Il lui avait parlé d’une série de sondages réalisés par l’un des grands périodiques du Japon, le Yomiuru Shinbun. Un journal que n’importe quel journaliste venant au Japon se devait de connaître, puisque c’était le quotidien le plus vendu dans le monde entier. Le Yomiuru était un journal conservateur, qui exprimait quotidiennement dans ses chroniques son désir de réviser le célèbre article 9 de la Constitution japonaise, ce fameux article qui interdisait au Japon le droit de faire la guerre. Le Yomiuru tirait constamment à boulets rouges sur cet article, mais de manière réfléchie et professionnelle, et prenait notamment comme exemple les nombreuses bases américaines, en décrivant le Japon comme une sorte de succursale américaine, et les bases américaines comme un cheval de Troie qui muselait le glorieux Japon. Le SHIELD, ainsi que l’armée américaine, ne tenaient pas à ce que les autorités japonaises leur demandent d’abandonner Seikusu, qui était une zone beaucoup trop sensible pour que l’OTAN se retire sans difficulté. Ils avaient donc accepté d’ouvrir un peu les portes de Seikusu Base, en y invitant une journaliste que les Japonais apprécient... Ce qui, à vrai dire, était en soi un exploit, compte tenu de l’hostilité globale que les Japonais ressentaient à l’égard des étrangers, des geijins.
Rachel avait appelé son père il y a deux jours. Général, il siégeait au Pentagone, et lui avait expliqué que la décision remontait vraiment d’en haut lieu. Il lui avait expliqué que Sam Lane était aussi intervenu pour qu’on y envoie sa fille. Lui et Hawkes Senior se connaissaient. Pas au point d’aller pêcher le Dimanche dans une cabane au fin fond du Maine en se disant à quel point leurs filles étaient insupportables, mais suffisamment pour que son avis compte. Sam Lane était plutôt hostile aux super-héros, mais, en ce sens, il ne différait pas beaucoup de la plupart des militaires.

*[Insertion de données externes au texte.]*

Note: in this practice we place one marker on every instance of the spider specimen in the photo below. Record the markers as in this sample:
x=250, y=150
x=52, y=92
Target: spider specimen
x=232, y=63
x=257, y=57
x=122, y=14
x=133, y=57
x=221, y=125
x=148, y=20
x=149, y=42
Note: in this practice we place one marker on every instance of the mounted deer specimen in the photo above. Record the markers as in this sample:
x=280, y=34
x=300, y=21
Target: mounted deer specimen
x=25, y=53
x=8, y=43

Rachel s’entraînait dans la salle sportive. Elle portait un débardeur bleu, et avait noué ses cheveux en queue-de-cheval, et soulevait son corps à une barre en fer. Elle respirait par à-coups. Ce n’était pas parce qu’on portait une armure virtuellement invulnérable qu’on pouvait se permettre de négliger son entraînement. Rachel s’entraînait donc, lorsque la porte du gymnase s’ouvrit.

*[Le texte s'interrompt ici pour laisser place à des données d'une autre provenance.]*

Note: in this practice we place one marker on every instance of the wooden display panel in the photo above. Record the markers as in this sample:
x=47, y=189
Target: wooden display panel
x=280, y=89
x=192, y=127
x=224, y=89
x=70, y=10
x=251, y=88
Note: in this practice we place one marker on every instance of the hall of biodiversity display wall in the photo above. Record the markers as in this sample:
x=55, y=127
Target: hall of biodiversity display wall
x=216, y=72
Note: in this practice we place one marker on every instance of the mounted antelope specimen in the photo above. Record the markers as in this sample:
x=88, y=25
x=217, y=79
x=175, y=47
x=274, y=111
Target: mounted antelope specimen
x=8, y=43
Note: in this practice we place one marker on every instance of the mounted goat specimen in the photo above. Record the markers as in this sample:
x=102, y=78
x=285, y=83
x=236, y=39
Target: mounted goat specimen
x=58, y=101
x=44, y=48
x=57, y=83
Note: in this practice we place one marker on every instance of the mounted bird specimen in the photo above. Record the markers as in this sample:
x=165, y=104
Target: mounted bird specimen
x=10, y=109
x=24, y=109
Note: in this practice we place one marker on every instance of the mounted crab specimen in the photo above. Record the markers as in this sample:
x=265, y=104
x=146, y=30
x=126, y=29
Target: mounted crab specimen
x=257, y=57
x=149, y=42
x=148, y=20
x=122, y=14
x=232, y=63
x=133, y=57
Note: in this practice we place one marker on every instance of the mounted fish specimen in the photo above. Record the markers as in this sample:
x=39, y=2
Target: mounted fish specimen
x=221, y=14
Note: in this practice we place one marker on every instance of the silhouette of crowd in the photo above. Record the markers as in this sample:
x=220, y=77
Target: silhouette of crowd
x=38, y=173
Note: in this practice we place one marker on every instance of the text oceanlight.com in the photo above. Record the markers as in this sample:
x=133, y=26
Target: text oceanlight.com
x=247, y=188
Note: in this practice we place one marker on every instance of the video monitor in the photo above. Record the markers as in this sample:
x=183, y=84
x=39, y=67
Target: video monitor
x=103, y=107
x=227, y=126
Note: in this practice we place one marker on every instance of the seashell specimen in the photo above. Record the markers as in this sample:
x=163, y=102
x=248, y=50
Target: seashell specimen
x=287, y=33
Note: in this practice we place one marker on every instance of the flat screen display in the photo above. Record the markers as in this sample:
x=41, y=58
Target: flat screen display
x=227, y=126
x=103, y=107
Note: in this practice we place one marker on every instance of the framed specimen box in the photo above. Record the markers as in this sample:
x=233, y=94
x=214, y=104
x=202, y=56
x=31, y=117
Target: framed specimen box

« Ah, Mlle Hawkes ! En pleine activité, comme toujours ! »
Poussant un léger grognement, Rachel se laissa tomber sur le sol, et attrapa une serviette, épongeant sa nuque couverte de sueur. On pouvait voir, sur son ventre, au-dessus de son nombril, le disque monolithique noir qui actionnait l’armure. Lloyd était face à elle, avec Loïs Lane à ses côtés.

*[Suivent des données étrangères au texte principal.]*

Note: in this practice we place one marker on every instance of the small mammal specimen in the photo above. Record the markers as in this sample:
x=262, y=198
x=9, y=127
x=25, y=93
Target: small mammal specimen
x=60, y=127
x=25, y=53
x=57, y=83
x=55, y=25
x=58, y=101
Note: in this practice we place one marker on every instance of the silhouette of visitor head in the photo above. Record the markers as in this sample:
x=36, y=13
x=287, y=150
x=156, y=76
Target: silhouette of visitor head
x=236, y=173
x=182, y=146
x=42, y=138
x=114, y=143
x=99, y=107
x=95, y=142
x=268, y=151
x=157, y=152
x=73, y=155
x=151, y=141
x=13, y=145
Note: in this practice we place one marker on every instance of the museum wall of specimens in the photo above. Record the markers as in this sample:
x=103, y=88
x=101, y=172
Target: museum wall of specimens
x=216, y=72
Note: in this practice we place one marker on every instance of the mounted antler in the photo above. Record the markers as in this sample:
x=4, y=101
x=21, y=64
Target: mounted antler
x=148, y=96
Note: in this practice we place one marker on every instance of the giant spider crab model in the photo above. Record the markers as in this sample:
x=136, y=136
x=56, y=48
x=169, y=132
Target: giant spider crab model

*Plutôt sexy, pour une journaliste...*
L’agent du SHIELD, au classement n°1 des hommes les plus sexy du bureau, d’après le personnel féminin de la base, se fendit d’un léger sourire.
« Je vous présente...
- Mlle Lane, je suppose. On m’avait prévenu de votre arrivée lâcha Rachel en tendant sa main vers elle, pour la serrer. Navrée pour la tenue, j’ai la fâcheuse habitude de passer plus de temps que prévu à m’entraîner. »
Lloyd s’éclaircit la gorge
« Je vous fais confiance, Mlle Hawkes, pour s’occuper de notre invitée. Mesdames... »
Et, disant cela, Lloyd s’éclipsa. Rachel reprenait un peu son souffle, calmant son rythme cardiaque.
« Et bien, je vous souhaite la bienvenue, Mlle Lane. Y-a-t-il un endroit en particulier que vous aimeriez voir ? »
Elle savait que Loïs Lane disposait d’une certaine liberté dans la base. Elle ne pouvait pas tout voir, mais elle pouvait déjà en voir beaucoup... Et avait le droit de prendre des photos.